Table_2_Understanding Gene Expression and Transcriptome Profiling of COVID-19: An Initiative Towards the Mapping of Protective Immunity Genes Against SARS-CoV-2 Infection.docx

The COVID-19 pandemic has created an urgent situation throughout the globe. Therefore, it is necessary to identify the differentially expressed genes (DEGs) in COVID-19 patients to understand disease pathogenesis and the genetic factor(s) responsible for inter-individual variability. The DEGs will help understand the disease’s potential underlying molecular mechanisms and genetic characteristics, including the regulatory genes associated with immune response elements and protective immunity. This study aimed to determine the DEGs in mild and severe COVID-19 patients versus healthy controls. The Agilent-085982 Arraystar human lncRNA V5 microarray GEO dataset (GSE164805 dataset) was used for this study. We used statistical tools to identify the DEGs. Our 15 human samples dataset was divided into three groups: mild, severe COVID-19 patients and healthy control volunteers. We compared our result with three other published gene expression studies of COVID-19 patients. Along with significant DEGs, we developed an interactome map, a protein-protein interaction (PPI) pattern, a cluster analysis of the PPI network, and pathway enrichment analysis. We also performed the same analyses with the top-ranked genes from the three other COVID-19 gene expression studies. We also identified differentially expressed lncRNA genes and constructed protein-coding DEG-lncRNA co-expression networks. We attempted to identify the regulatory genes related to immune response elements and protective immunity. We prioritized the most significant 29 protein-coding DEGs. Our analyses showed that several DEGs were involved in forming interactome maps, PPI networks, and cluster formation, similar to the results obtained using data from the protein-coding genes from other investigations. Interestingly we found six lncRNAs (TALAM1, DLEU2, and UICLM CASC18, SNHG20, and GNAS) involved in the protein-coding DEG-lncRNA network; which might be served as potential biomarkers for COVID-19 patients. We also identified three regulatory genes from our study and 44 regulatory genes from the other investigations related to immune response elements and protective immunity. We were able to map the regulatory genes associated with immune elements and identify the virogenomic responses involved in protective immunity against SARS-CoV-2 infection during COVID-19 development.

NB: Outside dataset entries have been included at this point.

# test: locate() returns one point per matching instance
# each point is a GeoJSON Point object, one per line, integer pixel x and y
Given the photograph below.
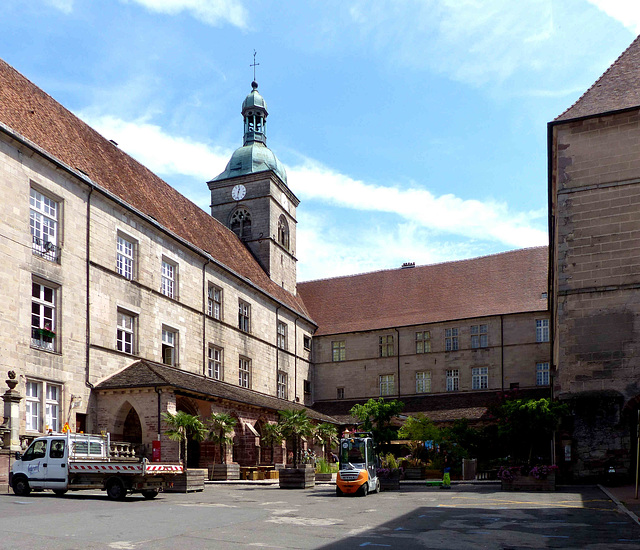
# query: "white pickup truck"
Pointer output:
{"type": "Point", "coordinates": [81, 461]}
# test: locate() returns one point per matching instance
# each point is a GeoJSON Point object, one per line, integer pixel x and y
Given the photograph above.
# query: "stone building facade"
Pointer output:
{"type": "Point", "coordinates": [594, 196]}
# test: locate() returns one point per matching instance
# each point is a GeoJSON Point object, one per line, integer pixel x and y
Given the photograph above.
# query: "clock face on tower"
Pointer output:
{"type": "Point", "coordinates": [238, 192]}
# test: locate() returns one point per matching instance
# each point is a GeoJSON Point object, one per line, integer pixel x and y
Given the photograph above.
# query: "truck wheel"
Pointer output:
{"type": "Point", "coordinates": [21, 487]}
{"type": "Point", "coordinates": [116, 489]}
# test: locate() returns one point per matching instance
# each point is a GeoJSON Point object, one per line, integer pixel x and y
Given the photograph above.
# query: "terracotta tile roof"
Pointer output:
{"type": "Point", "coordinates": [472, 406]}
{"type": "Point", "coordinates": [618, 88]}
{"type": "Point", "coordinates": [145, 374]}
{"type": "Point", "coordinates": [33, 114]}
{"type": "Point", "coordinates": [510, 282]}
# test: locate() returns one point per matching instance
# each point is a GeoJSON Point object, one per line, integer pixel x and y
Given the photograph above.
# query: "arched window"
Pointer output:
{"type": "Point", "coordinates": [283, 232]}
{"type": "Point", "coordinates": [241, 223]}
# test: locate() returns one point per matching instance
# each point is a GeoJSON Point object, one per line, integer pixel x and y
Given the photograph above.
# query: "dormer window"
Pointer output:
{"type": "Point", "coordinates": [241, 223]}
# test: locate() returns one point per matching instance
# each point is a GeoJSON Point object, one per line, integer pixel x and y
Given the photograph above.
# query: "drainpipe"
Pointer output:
{"type": "Point", "coordinates": [398, 333]}
{"type": "Point", "coordinates": [277, 349]}
{"type": "Point", "coordinates": [88, 309]}
{"type": "Point", "coordinates": [502, 352]}
{"type": "Point", "coordinates": [204, 316]}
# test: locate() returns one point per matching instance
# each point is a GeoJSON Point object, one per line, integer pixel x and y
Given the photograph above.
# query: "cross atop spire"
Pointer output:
{"type": "Point", "coordinates": [254, 65]}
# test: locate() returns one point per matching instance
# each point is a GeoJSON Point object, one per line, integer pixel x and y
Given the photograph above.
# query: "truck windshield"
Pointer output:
{"type": "Point", "coordinates": [352, 451]}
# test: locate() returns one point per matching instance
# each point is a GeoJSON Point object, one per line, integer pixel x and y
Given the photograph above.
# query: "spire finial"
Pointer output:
{"type": "Point", "coordinates": [254, 65]}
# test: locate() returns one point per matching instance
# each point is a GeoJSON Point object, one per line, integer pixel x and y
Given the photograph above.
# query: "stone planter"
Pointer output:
{"type": "Point", "coordinates": [297, 478]}
{"type": "Point", "coordinates": [190, 480]}
{"type": "Point", "coordinates": [222, 472]}
{"type": "Point", "coordinates": [530, 483]}
{"type": "Point", "coordinates": [415, 473]}
{"type": "Point", "coordinates": [324, 477]}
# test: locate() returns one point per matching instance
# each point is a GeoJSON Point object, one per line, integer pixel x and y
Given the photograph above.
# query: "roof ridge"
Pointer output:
{"type": "Point", "coordinates": [448, 262]}
{"type": "Point", "coordinates": [595, 84]}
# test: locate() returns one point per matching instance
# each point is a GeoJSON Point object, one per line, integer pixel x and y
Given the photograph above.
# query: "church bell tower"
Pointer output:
{"type": "Point", "coordinates": [251, 197]}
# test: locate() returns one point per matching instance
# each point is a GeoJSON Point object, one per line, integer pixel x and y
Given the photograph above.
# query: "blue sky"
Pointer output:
{"type": "Point", "coordinates": [411, 130]}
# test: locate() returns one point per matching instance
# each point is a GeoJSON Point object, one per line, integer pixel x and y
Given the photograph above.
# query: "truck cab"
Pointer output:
{"type": "Point", "coordinates": [358, 465]}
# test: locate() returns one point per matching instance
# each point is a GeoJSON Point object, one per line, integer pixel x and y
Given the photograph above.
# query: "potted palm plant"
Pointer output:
{"type": "Point", "coordinates": [295, 424]}
{"type": "Point", "coordinates": [221, 426]}
{"type": "Point", "coordinates": [183, 426]}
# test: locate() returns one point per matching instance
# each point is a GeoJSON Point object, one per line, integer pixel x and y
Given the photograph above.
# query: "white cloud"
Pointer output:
{"type": "Point", "coordinates": [418, 226]}
{"type": "Point", "coordinates": [475, 219]}
{"type": "Point", "coordinates": [211, 12]}
{"type": "Point", "coordinates": [626, 12]}
{"type": "Point", "coordinates": [65, 6]}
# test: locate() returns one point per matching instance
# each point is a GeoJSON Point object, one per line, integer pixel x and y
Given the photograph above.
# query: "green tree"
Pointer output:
{"type": "Point", "coordinates": [528, 424]}
{"type": "Point", "coordinates": [328, 434]}
{"type": "Point", "coordinates": [375, 417]}
{"type": "Point", "coordinates": [182, 426]}
{"type": "Point", "coordinates": [293, 425]}
{"type": "Point", "coordinates": [220, 427]}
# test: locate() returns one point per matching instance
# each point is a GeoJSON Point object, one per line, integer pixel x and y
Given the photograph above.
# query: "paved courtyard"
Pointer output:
{"type": "Point", "coordinates": [242, 516]}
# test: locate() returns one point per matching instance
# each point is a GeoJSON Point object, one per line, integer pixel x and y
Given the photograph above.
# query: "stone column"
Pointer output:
{"type": "Point", "coordinates": [12, 398]}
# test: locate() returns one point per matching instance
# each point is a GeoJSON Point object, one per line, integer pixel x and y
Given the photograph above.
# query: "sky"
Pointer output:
{"type": "Point", "coordinates": [411, 130]}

新冠疫情的全球大流行造成了紧迫的全球性局势。因此，识别 COVID-19 患者的差异表达基因（DEGs）对于理解疾病的发病机制以及导致个体间差异的遗传因子至关重要。这些 DEGs 将有助于揭示疾病潜在的分子机制和遗传特征，包括与免疫反应元件和保护性免疫相关的调控基因。本研究旨在确定轻症和重症 COVID-19 患者与健康对照者之间的 DEGs。本研究采用了 Agilent-085982 Arraystar 人类长链非编码 RNA V5 微阵列 GEO 数据集（GSE164805 数据集）。我们运用统计工具来识别 DEGs。我们的 15 人样本数据集被分为三组：轻症、重症 COVID-19 患者和健康对照志愿者。我们将我们的结果与三篇已发表的 COVID-19 患者基因表达研究进行了比较。除了显著的 DEGs 外，我们还开发了一个互作图、蛋白质-蛋白质相互作用（PPI）模式、PPI 网络的聚类分析和通路富集分析。我们还对来自其他三篇 COVID-19 基因表达研究的顶级基因进行了相同的分析。我们还确定了差异表达的长链非编码 RNA 基因，并构建了蛋白质编码 DEG-lncRNA 共表达网络。我们试图识别与免疫反应元件和保护性免疫相关的调控基因。我们优先考虑了最显著的 29 个蛋白质编码 DEGs。我们的分析表明，一些 DEGs 参与了互作图的构建、PPI 网络的形成和聚类，这与使用其他研究中的蛋白质编码基因获得的结果相似。有趣的是，我们发现六个长链非编码 RNA（TALAM1、DLEU2、UICLM CASC18、SNHG20 和 GNAS）参与了蛋白质编码 DEG-lncRNA 网络；这些可能作为 COVID-19 患者的潜在生物标志物。我们还从我们的研究中确定了三个调控基因，以及来自其他研究的相关于免疫反应元件和保护性免疫的 44 个调控基因。我们能够绘制与免疫元素相关的调控基因图谱，并识别出在 COVID-19 发展过程中对抗 SARS-CoV-2 感染涉及的病毒基因组反应。